I stay in a flat two blocks from the centre of Vientiane. Behind me is one of the poorer districts. Every evening I see an Indian man bringing his cow home from whatever patch of grass he has tethered it that day. There was a time, not so long ago, when the cow didn’t have to be tethered. It would have wandered, along with goats and chickens, through the school yards and along the dusty pot-holed roads. Maybe finding itself a shady spot under a flame tree or a warm spot to slumber on the road. There was not much to disturb it – mostly bicycles, some motorbikes and the odd project-owned car.
Now, in front of my flat is one of the major roads streaming with traffic. I’m shocked by the traffic, by the change in only eighteen months. Since I left, all the major roads and drainage systems have been completed. Many of the shady trees have been sacrificed to road widening. To progress. Now there’s an endless flow of four wheel drives, utes, motorbikes and noisy, exhaust- belching tuk tuks imported from Thailand. Nobody walks or rides bicycles any more except the very poor and foreigners like myself. Here in the capital the changes are stark – the traffic, the shops, the restaurants, the internet cafes. But an Australian colleague insists nothing has changed, really changed, he says, underneath.

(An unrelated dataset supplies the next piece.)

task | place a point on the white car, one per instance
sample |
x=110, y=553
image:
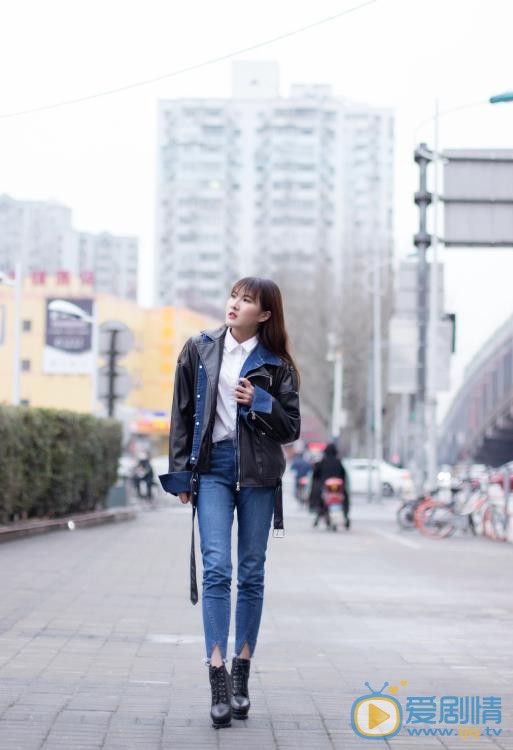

I am given a desk in the Ministry of Education. Here in the Department of Teacher Training I see people busily organising their day. Carting boxes of training materials in or out of the office, working at their computers, getting on with their work. I think about the change from when I first worked in Laos. In 1990, if you walked into an office, as likely as not, nothing would be happening. People sat at empty desks reading the newspaper, chatting – or literally doing nothing, staring, bored. Everyone was waiting for instructions from above. Initiative was discouraged. Some time later, when I had finally been allowed to go to the provinces, I listen as my Lao colleague from the Ministry expresses her frustration with a teacher. She tells him, “You can’t wait for us to give you everything and tell you what to do. Times have changed. You must think for yourself now. You’ll never move forward if you can’t decide for yourself”. Ah, yes, I think to myself, something is changing – but is it changing, really changing, underneath?
Return
When I returned to Vientiane it was almost eighteen months since AusAID assistance to the English for Government Officials program had ceased. My intention, during this second stage of fieldwork, was to research if and how the Lao stakeholders had overcome the practical, political and cultural challenges they had faced as the LEFAP project was drawing to a close. As in my previous field trip, I canvassed the views of administrators, counterparts and teachers, but this time I also sought, through interviews and surveys, the views of students (see Appendix 6). My previous investigation had been deliberately broad in its focus in order to leave open the possibilities for widely ranging Lao responses. This later investigation was narrower, focusing on the specific issues that had emerged from the previous multivoice reconstruction. Eighteen months before, the Lao stakeholders in all locations had articulated commitment to the program. This was despite the project having been insufficiently grounded in the socio-political realities of Laos necessary for a secure and stable program to have been established before AusAID withdrew its support. As a consequence, in this chapter, the post-project experiences of Lao stakeholders are woven into stories around the previously documented disjunctions between:
Lao and donor priorities in regard to project focus
Lao post-project responsibility for institutionalising the program and the building of management capacity
Lao post-project responsibility for staffing and the number of teachers trained
Teacher knowledge and provisions for upgrading
Lao post-project responsibility for recurrent costs and the building of capacity for income generation at the ELRC
The English language training needs of Lao government officials and the extent of the curriculum pathway provided
The demands of a competency-based approach and Lao cultural expectations.
The stories depict the continuing evolution of the Lao socio-political path to modernisation. Some tell of the accelerated pace of change in the capital city, some of
the effects of which have been described in the ‘Snapshot of change’ that began this chapter. These Vientiane-based stories reveal how AusAID intractability resulted in a wastage of project funding and a consequent failure to support the country’s move towards decentralisation. The provincial stories tell of the changes ushered in by this policy and reveal how it had resulted in a widening gap between program provision and need. They reveal how the inadequacy of the project design to meet these needs constrained the ability of government officials to express their development priorities in local and regional forums and thereby limited their ability to take charge of their country’s development process. The stories contain examples of the hegemonic hold of the dominant discourse on the thinking of development workers, but they also demonstrate how culturally and politically aware Lao stakeholders are attempting to overcome the disjunctions. The most powerful of these is the emergence, eighteen months after project funding had ceased, of the ‘Middle Way’ solution to the disjunction between ‘foreigner’ values and Lao values.